8. A enfermeira improvisada - Neves cambaleou, agoniado... André enlaçou-o, pedindo-lhe coragem. A ventania da angústia, porém, sobre o ânimo do companheiro atribulado, perdurou alguns momentos. Refeito, a recompor o semblante que o sofrimento transfigurara, espalmou a destra na fronte da filha e orou, suplicando o amparo da Bondade Divina. Chispas de luz, quais minúsculas flamas azulíneas, evolavam-lhe do tó­rax, a se projetarem naquele corpo fatigado, revestindo-o de energias calmantes. Beatriz acomodou-se a suave torpor. Uma jovem de aproxima­damente vinte anos de idade penetrou, então, cautelosamente, no quarto e tomou o pulso da enferma, verificando-lhe as condições. Em seguida, aplicou-lhe injeção anestesiante.
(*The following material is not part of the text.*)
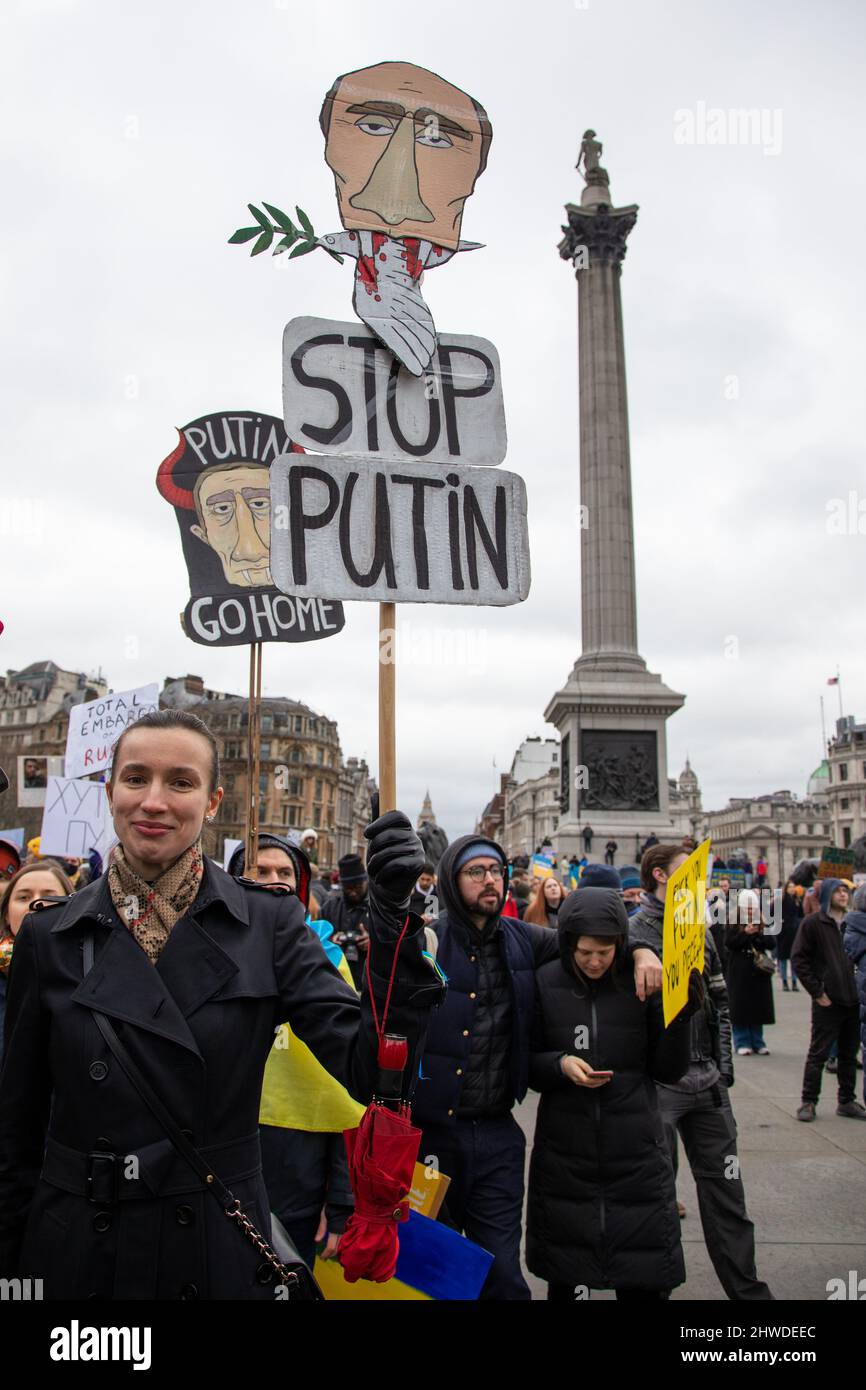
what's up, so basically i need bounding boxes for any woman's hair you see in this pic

A enferma não mostrou a mínima reação, continuando a descansar, sem dormir; o concurso magnético de mi­nutos antes insensibilizara-lhe os centros nervosos. A enfermeira im­provisada acomodou-se em uma poltrona, abriu parte da janela do quarto e acendeu um cigarro, passando a fumar distraidamente, dando a ideia de alguém que diligenciava fugir de si mesma. Pedro Neves fitou-a e informou: "Trata-se de Marina, contadora de meu genro, que se dedica ao comércio de imóveis... Agora, a pedido dele, desempenha funções de as­sistente..." Evidente sarcasmo transparecia-lhe da palavra reticen­ciosa. "Imagine! –  voltou a dizer –  fumar aqui, numa câmara de dor, onde a morte está sendo esperada!..." Os olhos de Marina denotavam recôndita inquietude. André aproximou-se, então, reverentemente, da jo­vem, no propósito de sondá-la em silêncio e colher-lhe as vibrações mais íntimas, mas recuou assustado. Estranhas formas-pensamentos, re­tratando-lhe os hábitos e anseios, em contradição com os propósitos de socorrer a doente, mostraram a André que Marina ali se achava a con­tragosto. Sua mente vagueava longe... Quadros vivos de esfuziante agitação ressumavam-lhe na cabeça... De olhar parado, escutava, dentro de si mesma, a música brejeira da noite festiva que atravessara na vés­pera... (Capítulo II, pp. 21 e 22)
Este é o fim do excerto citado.